I totally agree they don't think for a second about out emotions and the strain they put us under  . I would like to see how they felt if people left them hanging for weeks about things connecting to their children


----------



## MummyPea (Jun 11, 2012)

It's ridicules. 

Hubby got cross at them once they left. Especially when they asked me why I choose not to work any more... Clearly tells them in our PAR I was made redundant at the start of our HS. 

It's so frustrating and I feel completely powerless and fed up!!! Worse thing is I'm back on slimming world so can't even have some chocolate!!!


----------



## Mummy DIY Diva (Feb 18, 2012)

Rubbish!!! We are waiting and have been for nearly a week to see if an SW will release a CPR to us. Profile was sent to our SW and then we asked for CPR for us and they have said nothing back. I just want them to say - if they don't like us then say no so we can stop thinking about these children. 

Went for dinner with friends and their children and kept thinking how they'd fit in. Responding in reasonable time scales is not too much to ask.


----------



## MummyPea (Jun 11, 2012)

That's terrible! They shouldn't tell you until they want to go forward and at least show you the CPR!

LOs SW wants to move fairly quickly so if we get a yes, we'll me at matching panel in 3 weeks and intros in 4... But the longer they take to sort themselves out, the less likely that is... And even if it is, we still have to sort out meeting the medical adviser and FC!!


----------



## Mummy DIY Diva (Feb 18, 2012)

Nightmare no time for blumming heel dragging hope they sort it ASAP it's the last thing we need after everything we have already dealt with x x x


----------



## MummyPea (Jun 11, 2012)

Our link has been dissolved!

BM bought an offensive weapon and extended family live locally.

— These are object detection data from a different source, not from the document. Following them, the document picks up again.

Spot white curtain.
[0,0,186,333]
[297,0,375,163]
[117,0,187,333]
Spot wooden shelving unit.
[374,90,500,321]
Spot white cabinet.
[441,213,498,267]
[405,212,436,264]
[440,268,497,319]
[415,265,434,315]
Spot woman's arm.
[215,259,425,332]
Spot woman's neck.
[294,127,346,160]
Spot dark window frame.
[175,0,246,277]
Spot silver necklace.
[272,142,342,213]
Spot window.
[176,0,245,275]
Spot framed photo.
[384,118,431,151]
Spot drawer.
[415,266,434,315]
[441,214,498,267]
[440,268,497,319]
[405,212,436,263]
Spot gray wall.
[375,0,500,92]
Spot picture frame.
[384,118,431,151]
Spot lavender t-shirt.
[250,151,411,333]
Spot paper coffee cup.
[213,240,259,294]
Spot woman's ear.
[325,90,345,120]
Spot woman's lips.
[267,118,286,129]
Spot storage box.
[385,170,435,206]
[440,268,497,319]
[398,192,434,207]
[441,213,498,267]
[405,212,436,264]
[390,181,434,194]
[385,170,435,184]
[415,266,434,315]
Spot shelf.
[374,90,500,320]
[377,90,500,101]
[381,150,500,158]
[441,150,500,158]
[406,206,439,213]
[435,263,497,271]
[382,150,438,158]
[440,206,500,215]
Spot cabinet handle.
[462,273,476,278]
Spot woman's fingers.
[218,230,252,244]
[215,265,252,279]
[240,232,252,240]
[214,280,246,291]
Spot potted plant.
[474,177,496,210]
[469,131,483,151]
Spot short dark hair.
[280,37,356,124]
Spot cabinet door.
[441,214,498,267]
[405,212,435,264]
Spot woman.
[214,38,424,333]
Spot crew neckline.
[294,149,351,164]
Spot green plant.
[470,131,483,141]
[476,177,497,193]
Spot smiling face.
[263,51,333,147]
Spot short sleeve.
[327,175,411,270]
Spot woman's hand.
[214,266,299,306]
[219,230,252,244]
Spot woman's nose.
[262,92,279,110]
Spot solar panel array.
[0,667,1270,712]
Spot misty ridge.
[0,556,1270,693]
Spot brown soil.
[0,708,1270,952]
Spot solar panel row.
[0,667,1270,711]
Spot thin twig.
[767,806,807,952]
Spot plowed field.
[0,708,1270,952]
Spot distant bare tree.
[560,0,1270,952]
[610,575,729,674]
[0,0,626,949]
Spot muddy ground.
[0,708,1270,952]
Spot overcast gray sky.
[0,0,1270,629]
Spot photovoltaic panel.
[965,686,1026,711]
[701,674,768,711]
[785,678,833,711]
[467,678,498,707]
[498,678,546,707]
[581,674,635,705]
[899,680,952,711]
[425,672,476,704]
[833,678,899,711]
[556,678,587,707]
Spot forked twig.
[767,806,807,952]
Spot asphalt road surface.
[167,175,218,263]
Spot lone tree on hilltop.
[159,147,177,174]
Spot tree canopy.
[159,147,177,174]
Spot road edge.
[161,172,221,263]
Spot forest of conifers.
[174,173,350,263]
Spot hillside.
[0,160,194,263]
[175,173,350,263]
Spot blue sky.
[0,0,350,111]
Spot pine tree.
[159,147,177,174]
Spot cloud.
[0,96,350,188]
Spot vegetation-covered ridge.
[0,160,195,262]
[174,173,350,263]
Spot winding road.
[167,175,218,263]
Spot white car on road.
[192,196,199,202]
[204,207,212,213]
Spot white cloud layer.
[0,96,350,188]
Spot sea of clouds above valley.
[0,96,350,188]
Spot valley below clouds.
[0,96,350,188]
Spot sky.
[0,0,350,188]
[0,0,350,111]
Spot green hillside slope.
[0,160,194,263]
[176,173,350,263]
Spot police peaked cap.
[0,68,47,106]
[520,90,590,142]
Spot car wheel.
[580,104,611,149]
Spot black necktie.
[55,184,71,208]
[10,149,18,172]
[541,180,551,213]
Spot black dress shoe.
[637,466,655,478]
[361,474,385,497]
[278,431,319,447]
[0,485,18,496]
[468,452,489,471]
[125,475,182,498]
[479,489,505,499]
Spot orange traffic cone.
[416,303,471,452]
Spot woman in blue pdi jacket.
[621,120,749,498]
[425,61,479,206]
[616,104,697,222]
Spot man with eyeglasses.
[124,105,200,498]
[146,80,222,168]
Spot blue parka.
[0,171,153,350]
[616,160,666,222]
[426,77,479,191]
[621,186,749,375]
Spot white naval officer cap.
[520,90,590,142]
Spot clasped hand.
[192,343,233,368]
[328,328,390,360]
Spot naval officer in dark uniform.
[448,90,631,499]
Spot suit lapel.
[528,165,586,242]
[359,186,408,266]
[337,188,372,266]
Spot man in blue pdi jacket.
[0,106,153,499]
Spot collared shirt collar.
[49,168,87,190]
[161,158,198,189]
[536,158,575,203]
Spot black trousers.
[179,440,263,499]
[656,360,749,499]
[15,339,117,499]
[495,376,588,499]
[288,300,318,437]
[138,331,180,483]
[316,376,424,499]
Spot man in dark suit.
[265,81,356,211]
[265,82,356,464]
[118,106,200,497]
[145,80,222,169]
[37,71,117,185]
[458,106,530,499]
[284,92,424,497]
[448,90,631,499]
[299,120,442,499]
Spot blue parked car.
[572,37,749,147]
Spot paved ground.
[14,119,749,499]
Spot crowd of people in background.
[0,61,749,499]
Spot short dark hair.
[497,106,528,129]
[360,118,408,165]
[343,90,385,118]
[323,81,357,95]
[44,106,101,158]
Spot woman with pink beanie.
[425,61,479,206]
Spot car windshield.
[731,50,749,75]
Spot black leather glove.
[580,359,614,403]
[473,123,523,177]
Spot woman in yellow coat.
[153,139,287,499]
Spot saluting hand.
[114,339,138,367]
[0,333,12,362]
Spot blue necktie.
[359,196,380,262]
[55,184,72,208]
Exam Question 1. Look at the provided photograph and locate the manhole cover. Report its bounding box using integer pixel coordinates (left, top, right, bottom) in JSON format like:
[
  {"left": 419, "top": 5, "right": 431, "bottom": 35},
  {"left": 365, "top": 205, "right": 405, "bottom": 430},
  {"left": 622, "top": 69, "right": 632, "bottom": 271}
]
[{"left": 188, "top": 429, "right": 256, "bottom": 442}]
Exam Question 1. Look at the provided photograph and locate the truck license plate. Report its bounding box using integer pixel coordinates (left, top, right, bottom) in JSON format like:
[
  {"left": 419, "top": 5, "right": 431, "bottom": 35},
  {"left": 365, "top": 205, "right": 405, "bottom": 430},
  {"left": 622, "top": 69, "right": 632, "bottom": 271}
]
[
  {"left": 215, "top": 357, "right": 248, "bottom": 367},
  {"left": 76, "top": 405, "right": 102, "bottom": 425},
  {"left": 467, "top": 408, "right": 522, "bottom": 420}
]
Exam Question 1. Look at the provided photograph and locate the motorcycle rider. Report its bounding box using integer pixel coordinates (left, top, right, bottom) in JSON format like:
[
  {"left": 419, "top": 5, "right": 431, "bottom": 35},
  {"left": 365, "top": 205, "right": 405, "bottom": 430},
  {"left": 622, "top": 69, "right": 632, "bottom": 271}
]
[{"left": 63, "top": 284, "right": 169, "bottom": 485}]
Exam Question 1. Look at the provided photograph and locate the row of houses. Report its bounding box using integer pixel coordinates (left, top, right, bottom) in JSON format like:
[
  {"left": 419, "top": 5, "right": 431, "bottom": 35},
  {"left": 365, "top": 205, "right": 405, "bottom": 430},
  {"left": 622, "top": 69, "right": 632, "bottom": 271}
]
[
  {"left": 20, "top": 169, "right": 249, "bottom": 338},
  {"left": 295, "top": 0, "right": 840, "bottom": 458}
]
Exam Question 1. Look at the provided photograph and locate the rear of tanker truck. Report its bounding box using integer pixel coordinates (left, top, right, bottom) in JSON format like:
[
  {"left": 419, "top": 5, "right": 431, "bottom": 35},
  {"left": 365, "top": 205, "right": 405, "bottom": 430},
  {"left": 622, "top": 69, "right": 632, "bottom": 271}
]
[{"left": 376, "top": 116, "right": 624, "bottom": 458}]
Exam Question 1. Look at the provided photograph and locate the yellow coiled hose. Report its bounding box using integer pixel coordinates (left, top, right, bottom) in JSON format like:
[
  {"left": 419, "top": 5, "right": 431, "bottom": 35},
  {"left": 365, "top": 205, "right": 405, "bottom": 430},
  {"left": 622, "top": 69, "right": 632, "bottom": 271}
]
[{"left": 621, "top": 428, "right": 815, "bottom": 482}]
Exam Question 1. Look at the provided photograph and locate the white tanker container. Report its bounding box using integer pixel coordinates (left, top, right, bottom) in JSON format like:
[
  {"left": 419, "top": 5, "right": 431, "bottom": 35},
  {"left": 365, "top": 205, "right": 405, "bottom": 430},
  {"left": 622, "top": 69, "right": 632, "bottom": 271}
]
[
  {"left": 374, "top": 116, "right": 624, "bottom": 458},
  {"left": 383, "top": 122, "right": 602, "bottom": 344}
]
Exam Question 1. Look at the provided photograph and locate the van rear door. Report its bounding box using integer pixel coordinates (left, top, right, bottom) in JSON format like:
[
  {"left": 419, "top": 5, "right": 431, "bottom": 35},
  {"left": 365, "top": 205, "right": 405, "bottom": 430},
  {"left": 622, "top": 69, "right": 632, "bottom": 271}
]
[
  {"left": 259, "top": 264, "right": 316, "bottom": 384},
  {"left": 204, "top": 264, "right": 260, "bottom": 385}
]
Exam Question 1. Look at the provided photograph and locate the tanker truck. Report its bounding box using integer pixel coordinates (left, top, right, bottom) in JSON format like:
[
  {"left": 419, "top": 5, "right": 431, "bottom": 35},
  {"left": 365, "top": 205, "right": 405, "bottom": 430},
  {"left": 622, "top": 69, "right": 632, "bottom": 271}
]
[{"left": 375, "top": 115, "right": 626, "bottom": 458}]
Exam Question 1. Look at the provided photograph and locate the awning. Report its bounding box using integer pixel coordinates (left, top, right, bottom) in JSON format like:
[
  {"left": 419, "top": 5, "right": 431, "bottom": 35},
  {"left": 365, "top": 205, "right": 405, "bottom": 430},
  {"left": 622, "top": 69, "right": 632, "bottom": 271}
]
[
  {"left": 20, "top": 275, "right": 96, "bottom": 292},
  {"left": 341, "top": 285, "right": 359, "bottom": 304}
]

Decided it's too much of a risk to LO and to us to continue.

I'm actually strangely calm about it... I don't think LO was ever meant to be ours!

Thanks for all the love and support ladies xxx


----------



## -x-Lolly-x- (Feb 3, 2012)

So sorry Jes, although your attitude is brilliant. Massive   to you. It'll all make sense once you do find your baby xxxx


----------



## AoC (Oct 28, 2008)

Oh Jes, you poor thing! I'm glad your SW is supporting you.  The meeting with BF shouldn't really happen until you're okay to leave LO with someone else, and you've settled together and know what you want to ask, and hear about.  What numpties to try and get it all tidied away at the beginning.  Grrrr.  (((((hugs)))))


----------



## MummyPea (Jun 11, 2012)

I think hubby may be having a hard time with this... Has anyone ever had a link dissolved... Advise?

I don't want to pause from having SW look for other links as nothing will happen this side of Christmas really so I think that's plenty of time to deal with it.

Why does this have to be so complicated?!


----------



## keemjay (Jan 19, 2004)

yeah we had a link that slipped away..someone (cant even remember who now) in BF had moved too close to us. You've the right attitude, this child wasnt meant for you..yours is out there waiting still. 
luckily for us 2 days later we were linked with our DD..her sw said she had been waiting with baited breath to see if the previous link worked because she truly believed we were right for DD..so as soon as it had been shelved she made her move!


kj x


----------



## Mummy DIY Diva (Feb 18, 2012)

I think KJ has given the perfect advice. This will hurt and I am really sorry for your loss. You need to lick your wounds and grieve it but I personally wouldn't want to take time out from looking. Your perfect LO is waiting and will heal all the heart brakes you have been through however that doesn't make today any less painful and I am sending lots of hugs


----------



## flickJ (Feb 9, 2012)

I am so sorry Jess, my heart goes out to you ........ but I do believe your perfect child is just around the corner for you!!


----------



## Primmer (May 1, 2012)

Big hugs Jess   sure you will find your lo soon xx


----------



## Daddyboo (Paul) (Dec 24, 2012)

I've just replied to your other post Jess (regarding be my parent).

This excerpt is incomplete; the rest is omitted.